4. THE COURT'S ANALYSIS


The Supreme Court rejected General Motors argument that federal cases interpreting Federal Rule 26 and applying the Apex Doctrine should be applied by Georgia Courts. The Court stated, "the text of Federal Rule 26 shows that the scope of discovery is narrower than that contemplated by O.C.G.A. § 9-11-26 (b). Compare Fed. R. Civ. P. 26 (b) (1) (providing that parties may obtain discovery on matters that are “relevant to any party's claim ... and proportional to the needs of the case, considering [a number of factors, including] whether the burden or expense of the proposed discovery outweighs its likely benefit”) with O.C.G.A. § 9-11-26 (b) (providing that “[p]arties may obtain discovery regarding any matter, not privileged, which is relevant to the subject matter involved in the pending action”). General Motors, LLC, 2022 WL 1750716 at *7. As such, any federal court ruling must comport with Georgia's text of the analogous rule.


Analyzing 9-11-26, "to justify a protective order, one or more of the statutorily enumerated harms must be established through a specific demonstration of fact, as opposed to stereotyped and conclusory statements about, for example, the position in the corporate hierarchy held by the prospective deponent or the size and complexity of the organization." Id. at *7 quoting Caldwell v. Church, 341 Ga. App. 852, 861 (4), 802 S.E.2d 835 (2017). Based on this analysis "[a]dopting the apex doctrine would necessarily restrict the trial court's discretion by placing a thumb on the scale so as to suggest a special rule for high-ranking executives of large companies that exists nowhere in the Civil Practice Act, and would contravene the principle of broadly available discovery under Georgia law." Id.

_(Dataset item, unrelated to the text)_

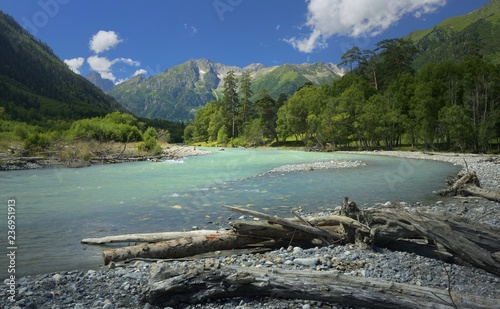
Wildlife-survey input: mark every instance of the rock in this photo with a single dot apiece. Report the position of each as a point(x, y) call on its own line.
point(306, 261)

The Court ultimately saw "no need to employ a special test or framework different than that which generally applies to any claim of good cause made in support of a motion for protective order under O.C.G.A. § 9-11-26 (c)." Id.


As for the burden applied in Georgia, the Court rejected General Motor's interpretation, which "effectively builds in a presumption of good cause in favor of protection from discovery once apex doctrine factors are established. And, as noted above, the text of O.C.G.A. § 9-11-26 (c) places the burden on the party seeking protection from discovery to establish good cause. GM's formulation would impermissibly shift that burden to the party seeking discovery." Id. at *8.

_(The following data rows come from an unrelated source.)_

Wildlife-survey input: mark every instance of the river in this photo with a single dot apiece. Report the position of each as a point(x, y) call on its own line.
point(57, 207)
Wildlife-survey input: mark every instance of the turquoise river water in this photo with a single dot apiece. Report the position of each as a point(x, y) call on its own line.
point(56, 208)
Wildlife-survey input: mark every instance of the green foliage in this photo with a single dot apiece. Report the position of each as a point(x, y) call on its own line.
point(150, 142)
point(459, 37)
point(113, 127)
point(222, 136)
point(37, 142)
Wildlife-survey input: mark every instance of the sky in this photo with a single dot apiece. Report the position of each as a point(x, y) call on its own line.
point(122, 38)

In making determinations for or against a protective order, "courts must balance the interests of the parties in securing permissible discovery with the clear directive of O.C.G.A. § 9-11-26 (c) to protect against 'annoyance, embarrassment, oppression, or undue burden or expense,' as this determination is directed to be made in the interest of “justice,” which must include consideration of all concerned parties. Id. at *9 (internal citations omitted).